My question is about those resorts that never or almost never show up in current availability, and where nothing similar or in the same area does either.


----------



## MichaelColey (Jun 11, 2011)

In those cases, I would look at the deposit calculator and error on the high side, just to make sure.  There are SOME that require more for an exchange than they get from a deposit, but they're pretty rare.  Most seem to require 50-80% of the amount that depositors get.


----------



## bnoble (Jun 12, 2011)

> I would probably let it keep searching at 41.


I think so too.  There's a chance you won't get it, but you're within 10% of the deposit value.  If this is a once-in-a-lifetime have-to-have-it-or-life-is-ruined vacation, you'd be safest to search with something at or above 60 tpu.  For anything less, I'd let what you have roll.


----------



## Carolinian (Jun 12, 2011)

Judy said:


> My question is about those resorts that never or almost never show up in current availability, and where nothing similar or in the same area does either.



That is where the member is absolutely at RCI's mercy in Points Lite.  There are some things that never or almost never appear online (think London, for example), so there is never going to be any history there.  Any experienced timesharer knows that the best weeks almost always get taken by ongoing searches and only the leftovers end up in the online inventory.  RCI can charge you anything they want for those weeks.  They are playing hide the cheese with the amounts of points lite they charge for the best weeks.

When they are giving out extra points for weeks they have an oversupply glut of, then it is likely they are trying to make up for it somewhere the members cannot see it, such as on the rare weeks obtained by ongoing searches.  When they give 50 points lite for a deposit that at the very same time they are offering for exchange at 10 points lite, they are almost certainly doing the reverse other places.

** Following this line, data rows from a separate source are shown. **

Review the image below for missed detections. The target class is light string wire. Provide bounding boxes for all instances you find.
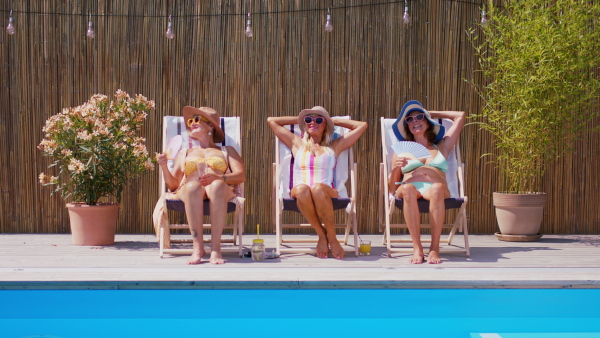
[0,0,487,19]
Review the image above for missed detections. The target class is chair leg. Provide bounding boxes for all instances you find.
[158,227,165,258]
[344,213,351,245]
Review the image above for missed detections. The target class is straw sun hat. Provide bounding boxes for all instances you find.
[298,106,334,139]
[183,106,225,143]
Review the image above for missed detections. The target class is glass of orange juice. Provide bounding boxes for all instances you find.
[358,240,371,256]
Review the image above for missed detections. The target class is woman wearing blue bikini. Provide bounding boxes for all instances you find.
[388,100,466,264]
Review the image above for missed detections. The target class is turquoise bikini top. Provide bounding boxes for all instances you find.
[402,144,448,174]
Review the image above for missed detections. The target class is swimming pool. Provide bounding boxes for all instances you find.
[0,289,600,338]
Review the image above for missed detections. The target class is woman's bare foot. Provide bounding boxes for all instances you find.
[210,251,225,264]
[317,237,329,258]
[188,248,204,265]
[328,237,344,259]
[410,250,425,264]
[427,251,442,264]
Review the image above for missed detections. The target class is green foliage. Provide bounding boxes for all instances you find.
[38,90,154,205]
[470,0,600,193]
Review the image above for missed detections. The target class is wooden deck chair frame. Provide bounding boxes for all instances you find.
[159,116,244,258]
[273,117,359,256]
[379,118,471,257]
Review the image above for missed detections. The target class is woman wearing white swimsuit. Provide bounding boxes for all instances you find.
[267,106,367,259]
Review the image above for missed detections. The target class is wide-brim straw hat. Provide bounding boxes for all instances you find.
[298,106,335,139]
[183,106,225,143]
[392,100,446,143]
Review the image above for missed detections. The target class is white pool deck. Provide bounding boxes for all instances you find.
[0,234,600,289]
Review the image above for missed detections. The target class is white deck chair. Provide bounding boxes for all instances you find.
[273,117,359,256]
[379,118,470,257]
[158,116,244,258]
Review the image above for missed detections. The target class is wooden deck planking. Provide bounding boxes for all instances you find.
[0,234,600,289]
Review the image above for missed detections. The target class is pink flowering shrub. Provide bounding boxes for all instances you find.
[38,90,154,205]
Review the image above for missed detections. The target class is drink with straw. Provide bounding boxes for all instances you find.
[358,240,371,256]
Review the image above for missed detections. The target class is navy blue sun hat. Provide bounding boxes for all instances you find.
[392,100,446,143]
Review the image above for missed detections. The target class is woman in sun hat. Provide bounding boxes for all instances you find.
[155,106,246,264]
[388,100,466,264]
[267,106,367,259]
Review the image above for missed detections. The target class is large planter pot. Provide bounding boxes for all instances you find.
[493,192,546,242]
[67,203,119,245]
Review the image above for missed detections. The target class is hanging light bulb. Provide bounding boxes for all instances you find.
[165,15,175,39]
[325,8,333,33]
[244,12,254,38]
[481,9,487,27]
[85,14,96,39]
[402,0,410,25]
[6,10,15,35]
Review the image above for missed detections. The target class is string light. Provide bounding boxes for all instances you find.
[6,10,15,35]
[402,0,410,25]
[481,9,487,27]
[85,14,96,39]
[244,12,254,38]
[165,15,175,39]
[325,8,333,33]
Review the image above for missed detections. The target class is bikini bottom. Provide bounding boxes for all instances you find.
[406,182,433,195]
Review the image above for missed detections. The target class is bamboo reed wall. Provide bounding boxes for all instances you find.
[0,0,600,234]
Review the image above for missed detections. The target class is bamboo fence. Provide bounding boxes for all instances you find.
[0,0,600,234]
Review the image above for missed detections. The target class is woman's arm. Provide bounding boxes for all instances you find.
[267,116,302,154]
[331,118,367,156]
[429,111,467,157]
[156,149,185,191]
[221,146,246,184]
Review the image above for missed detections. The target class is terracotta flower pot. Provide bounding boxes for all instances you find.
[67,203,119,245]
[493,192,546,241]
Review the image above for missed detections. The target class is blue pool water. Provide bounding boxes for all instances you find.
[0,289,600,338]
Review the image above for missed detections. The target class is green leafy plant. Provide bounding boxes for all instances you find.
[470,0,600,193]
[38,90,154,205]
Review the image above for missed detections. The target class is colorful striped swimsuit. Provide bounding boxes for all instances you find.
[294,146,337,189]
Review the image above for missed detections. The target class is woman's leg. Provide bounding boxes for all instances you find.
[206,180,234,264]
[396,183,425,264]
[423,183,450,264]
[177,180,205,264]
[290,184,329,258]
[310,183,344,259]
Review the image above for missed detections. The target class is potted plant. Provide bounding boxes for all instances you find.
[38,90,154,245]
[470,0,600,241]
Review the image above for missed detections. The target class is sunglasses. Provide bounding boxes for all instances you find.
[188,116,210,127]
[404,113,425,123]
[304,116,325,124]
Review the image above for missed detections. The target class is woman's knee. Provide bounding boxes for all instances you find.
[292,184,312,199]
[396,184,419,200]
[429,183,447,199]
[310,183,331,198]
[206,180,230,198]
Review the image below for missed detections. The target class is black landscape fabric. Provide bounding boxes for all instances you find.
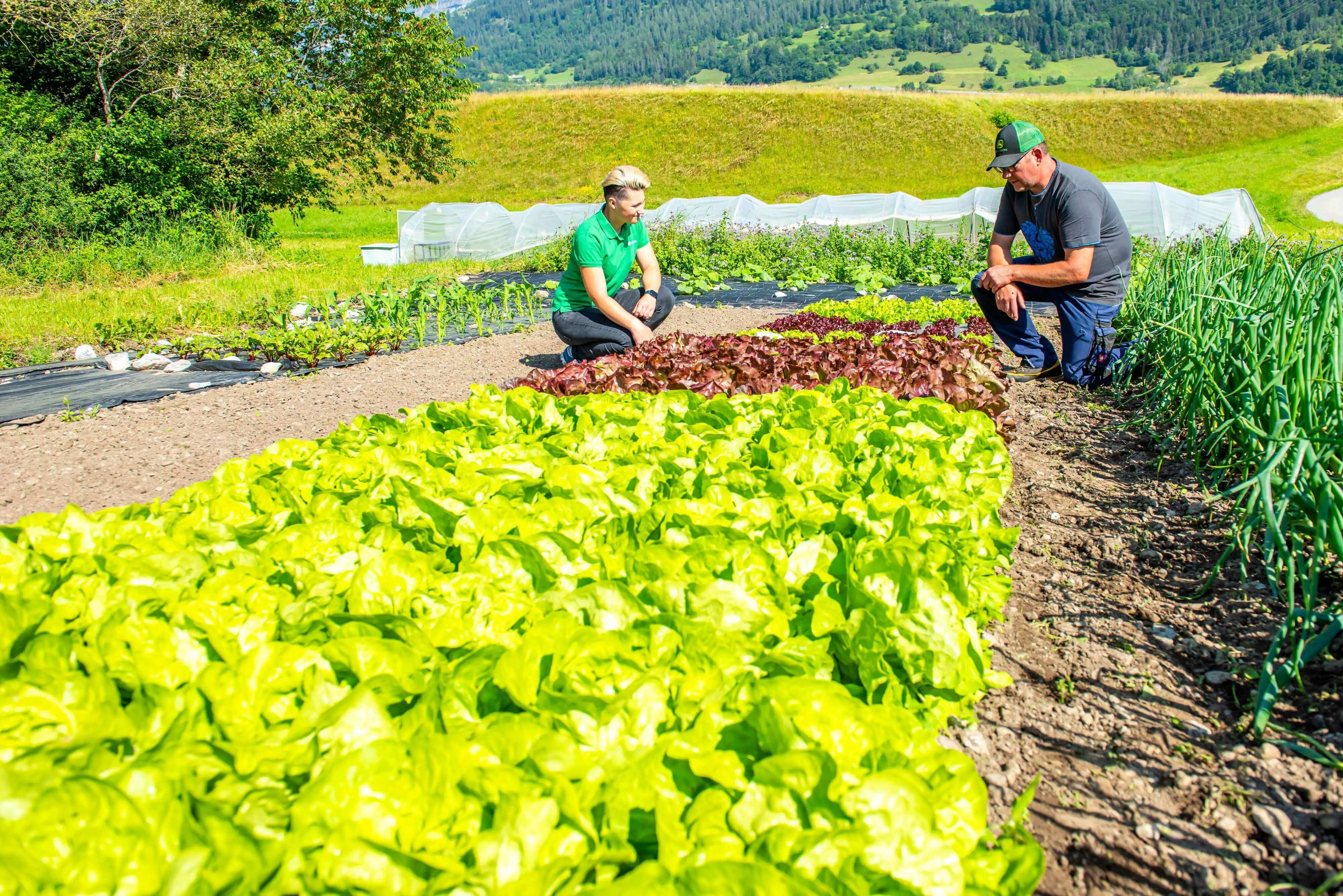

Points Lite will never be an honest and transparent system, as long as they are playing the game of differing values for the same week at the same point in time depending on whether it is going in or out.


----------



## MichaelColey (Jun 12, 2011)

Carolinian said:


> That is where the member is absolutely at RCI's mercy in Points Lite.


I don't see how it's any worse than the old system.  Under the old system, if you didn't have enough trading power, you didn't get the exchange.  Under the new system, if you don't have enough trading power, you don't get the exchange.  The difference is that now you can SEE the trading power for available units and you can COMBINE to make sure you have enough trading power.


----------



## Carolinian (Jun 13, 2011)

Nice dodge!  But the issue is NOT the weeks you can see online.  Those are the leftovers.  The best weeks get taken immediately in ongoing searches, and those you never see online.  Those are totally a black hole in Points Lite. You are totally at RCI's mercy as to what they will charge you in Points Lite since the number of points they give for a deposit is no restriction on what they may charge you to exchange into the very same week at the same point in time.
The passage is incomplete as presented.